Thursday, January 13, 2022

 

Symmetric Keys part 2

This is a continuation of the discussion on Symmetric Keys and its use in encrypting data. The algorithm and its output were brought up in the previous article but not the operational engineering considerations. This article completes that discussion.

The result of generating a key is a 16-character Identity Vector and a 32-character Key. When an encrypted data is written to a file, the identity vector must be included.  Symmetric key encryption is fast, efficient and can work on block and streams for large data. Asymmetric encryption can be used for small sized data such as a password or a symmetric key.

A key is useful only to the point that it is not compromised. One of the most difficult things to do is guard a secret indefinitely. That is why secrets are often changed routinely. A symmetric key is just like a password but instead of allowing the system to carry it forward, it must be overwritten with a new one. A history can be maintained for all the keys generated. Data once encrypted with a key must be decrypted with that key before it can be re-encrypted with another key. This poses a few questions.

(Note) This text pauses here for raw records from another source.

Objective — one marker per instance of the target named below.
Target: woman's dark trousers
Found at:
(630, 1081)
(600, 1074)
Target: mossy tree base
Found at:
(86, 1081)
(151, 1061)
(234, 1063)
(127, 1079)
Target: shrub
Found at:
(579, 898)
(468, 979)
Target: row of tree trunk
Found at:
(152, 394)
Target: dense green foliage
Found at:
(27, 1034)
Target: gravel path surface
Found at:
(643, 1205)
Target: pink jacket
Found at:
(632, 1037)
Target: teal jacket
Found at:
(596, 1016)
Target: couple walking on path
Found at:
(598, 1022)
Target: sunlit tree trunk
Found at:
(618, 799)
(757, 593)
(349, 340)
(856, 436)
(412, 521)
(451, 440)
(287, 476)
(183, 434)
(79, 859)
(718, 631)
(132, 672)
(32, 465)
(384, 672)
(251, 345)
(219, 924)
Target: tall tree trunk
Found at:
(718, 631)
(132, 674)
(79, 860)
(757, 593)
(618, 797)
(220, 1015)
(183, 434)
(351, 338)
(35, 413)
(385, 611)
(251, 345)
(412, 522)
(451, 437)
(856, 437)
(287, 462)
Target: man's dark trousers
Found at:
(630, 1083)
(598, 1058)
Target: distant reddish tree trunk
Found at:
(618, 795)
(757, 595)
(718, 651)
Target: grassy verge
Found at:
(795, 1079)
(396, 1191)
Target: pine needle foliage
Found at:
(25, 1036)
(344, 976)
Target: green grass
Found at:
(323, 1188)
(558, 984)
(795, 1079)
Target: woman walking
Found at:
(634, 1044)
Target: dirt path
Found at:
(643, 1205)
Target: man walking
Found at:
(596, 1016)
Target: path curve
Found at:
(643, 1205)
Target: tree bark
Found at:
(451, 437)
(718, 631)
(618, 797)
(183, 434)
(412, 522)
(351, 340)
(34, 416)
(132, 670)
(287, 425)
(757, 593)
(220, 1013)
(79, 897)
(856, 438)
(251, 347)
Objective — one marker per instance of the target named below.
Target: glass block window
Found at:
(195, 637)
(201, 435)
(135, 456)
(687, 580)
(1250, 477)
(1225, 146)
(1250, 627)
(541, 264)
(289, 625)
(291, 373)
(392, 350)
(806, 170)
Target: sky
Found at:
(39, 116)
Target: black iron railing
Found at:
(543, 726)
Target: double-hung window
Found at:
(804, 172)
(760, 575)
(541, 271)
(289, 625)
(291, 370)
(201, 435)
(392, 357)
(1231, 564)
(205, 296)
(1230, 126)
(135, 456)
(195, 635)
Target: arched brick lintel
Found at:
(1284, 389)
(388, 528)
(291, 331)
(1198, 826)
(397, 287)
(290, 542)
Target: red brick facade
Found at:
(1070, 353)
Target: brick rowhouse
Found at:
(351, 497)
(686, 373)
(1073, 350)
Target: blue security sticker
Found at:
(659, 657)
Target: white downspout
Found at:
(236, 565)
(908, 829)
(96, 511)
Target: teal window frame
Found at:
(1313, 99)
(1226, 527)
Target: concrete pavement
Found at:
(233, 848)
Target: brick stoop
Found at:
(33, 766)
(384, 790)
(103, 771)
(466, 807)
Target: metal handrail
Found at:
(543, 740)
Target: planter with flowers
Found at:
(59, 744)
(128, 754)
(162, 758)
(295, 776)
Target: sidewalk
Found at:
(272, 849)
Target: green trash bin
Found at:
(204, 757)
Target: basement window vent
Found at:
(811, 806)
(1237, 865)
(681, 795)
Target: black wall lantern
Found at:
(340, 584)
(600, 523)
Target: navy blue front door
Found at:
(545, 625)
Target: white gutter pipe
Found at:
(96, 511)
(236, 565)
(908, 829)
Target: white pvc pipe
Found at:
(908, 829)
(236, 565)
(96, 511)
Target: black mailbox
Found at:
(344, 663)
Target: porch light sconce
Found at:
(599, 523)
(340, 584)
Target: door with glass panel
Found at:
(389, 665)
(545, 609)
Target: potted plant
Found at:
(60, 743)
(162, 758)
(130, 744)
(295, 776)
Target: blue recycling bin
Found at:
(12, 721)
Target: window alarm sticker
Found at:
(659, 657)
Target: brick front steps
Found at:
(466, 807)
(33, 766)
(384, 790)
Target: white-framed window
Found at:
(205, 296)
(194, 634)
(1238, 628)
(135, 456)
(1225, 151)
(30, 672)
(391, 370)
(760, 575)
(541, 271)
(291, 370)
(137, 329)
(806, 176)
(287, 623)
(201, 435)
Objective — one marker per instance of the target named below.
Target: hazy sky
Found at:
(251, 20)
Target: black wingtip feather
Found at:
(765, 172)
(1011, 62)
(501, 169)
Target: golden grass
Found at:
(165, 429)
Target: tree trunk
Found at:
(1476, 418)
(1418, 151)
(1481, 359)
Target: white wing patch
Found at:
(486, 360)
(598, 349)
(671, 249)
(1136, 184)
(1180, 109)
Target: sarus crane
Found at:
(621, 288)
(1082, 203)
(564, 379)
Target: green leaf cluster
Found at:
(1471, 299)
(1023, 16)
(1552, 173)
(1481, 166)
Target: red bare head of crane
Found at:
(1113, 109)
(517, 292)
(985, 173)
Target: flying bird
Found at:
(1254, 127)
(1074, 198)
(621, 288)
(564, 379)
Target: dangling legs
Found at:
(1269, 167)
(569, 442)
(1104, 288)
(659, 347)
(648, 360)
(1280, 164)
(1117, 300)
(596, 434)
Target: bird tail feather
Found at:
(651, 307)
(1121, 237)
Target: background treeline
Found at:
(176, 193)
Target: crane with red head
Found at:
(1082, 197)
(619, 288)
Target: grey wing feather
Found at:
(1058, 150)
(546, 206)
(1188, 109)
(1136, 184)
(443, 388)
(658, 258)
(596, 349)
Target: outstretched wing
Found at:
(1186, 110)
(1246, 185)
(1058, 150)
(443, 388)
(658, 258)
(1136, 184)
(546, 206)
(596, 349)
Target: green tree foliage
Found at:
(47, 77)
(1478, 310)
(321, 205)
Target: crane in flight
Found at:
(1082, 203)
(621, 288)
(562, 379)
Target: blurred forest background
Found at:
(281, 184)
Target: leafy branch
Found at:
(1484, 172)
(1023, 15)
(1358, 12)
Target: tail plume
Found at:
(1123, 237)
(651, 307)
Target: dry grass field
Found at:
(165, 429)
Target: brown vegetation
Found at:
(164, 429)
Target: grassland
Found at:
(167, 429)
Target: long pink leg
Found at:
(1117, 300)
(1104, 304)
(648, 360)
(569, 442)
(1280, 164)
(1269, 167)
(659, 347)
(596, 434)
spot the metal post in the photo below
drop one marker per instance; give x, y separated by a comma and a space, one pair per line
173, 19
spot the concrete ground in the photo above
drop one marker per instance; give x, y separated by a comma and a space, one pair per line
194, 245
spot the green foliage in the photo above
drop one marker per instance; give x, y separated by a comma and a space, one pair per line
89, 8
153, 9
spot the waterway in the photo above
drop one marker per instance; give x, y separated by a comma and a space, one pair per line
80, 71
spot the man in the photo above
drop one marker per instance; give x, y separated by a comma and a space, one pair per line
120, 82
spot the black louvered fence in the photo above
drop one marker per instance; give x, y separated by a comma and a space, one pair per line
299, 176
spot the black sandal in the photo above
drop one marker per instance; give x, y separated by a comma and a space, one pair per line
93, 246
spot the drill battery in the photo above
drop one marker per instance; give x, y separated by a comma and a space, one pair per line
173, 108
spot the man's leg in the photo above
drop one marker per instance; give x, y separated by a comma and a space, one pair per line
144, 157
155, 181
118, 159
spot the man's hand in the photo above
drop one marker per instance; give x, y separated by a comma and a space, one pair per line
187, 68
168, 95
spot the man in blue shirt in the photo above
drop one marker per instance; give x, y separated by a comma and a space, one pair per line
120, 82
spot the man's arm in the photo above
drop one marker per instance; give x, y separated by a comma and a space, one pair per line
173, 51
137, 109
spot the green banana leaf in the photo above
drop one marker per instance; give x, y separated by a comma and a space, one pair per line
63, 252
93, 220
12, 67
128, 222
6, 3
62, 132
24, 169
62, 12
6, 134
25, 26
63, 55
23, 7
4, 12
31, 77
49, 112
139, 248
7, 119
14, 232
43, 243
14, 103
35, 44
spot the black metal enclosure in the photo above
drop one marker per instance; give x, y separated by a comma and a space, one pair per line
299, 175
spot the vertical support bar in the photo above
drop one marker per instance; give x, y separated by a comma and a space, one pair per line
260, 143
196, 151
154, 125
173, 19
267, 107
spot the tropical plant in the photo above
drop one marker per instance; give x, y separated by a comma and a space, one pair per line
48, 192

What happens when a new key must be generated? Will any part of the old key come useful?  The answer is yes, we need to know the source and identity of the key without which a key cannot be copied or scripted.  When we have this information, we can create a new key and re-encrypt locally. Then we can move the encrypted data and recreate the key in the new location. We have all the important seed data available for that new key at destination. This is how symmetric key encrypted data is moved from a source to destination independent of whether the data resides in a filesystem or a SQL Database.

This was about restore. One of the incorrect myths about symmetric keys is about backup. It goes something like this: You do not need to back up your symmetric key if it was created from a certificate, because you can just recreate it. This is not only incorrect it is also risky for the data that is being encrypted. The assumption for this myth is that two symmetric keys that are created with the encryption by certificate clause using the same certificate will be identical.  Since the certificate can be backed up, the keys don’t need a backup. Here the cause-and-effect argument is incorrect.

When symmetric keys are generated in SQL server with the same certificate, they will have different key_guids. This is the first indicator but not the conclusive one. The certificate_id from the certificate and the crypt_property attribute of the symmetric key will also be different which is the conclusive proof that the symmetric keys are not the same.

An asymmetric key can also not be backed up. Two symmetric keys created with the same asymmetric key will also be different.

Those myths debunked; it should become clear from the approach in restore that backup is not necessary.

There is, however, a solution used in many commercial ventures that involves the use of an external key management system that eliminates the maintenance overhead of using symmetric keys.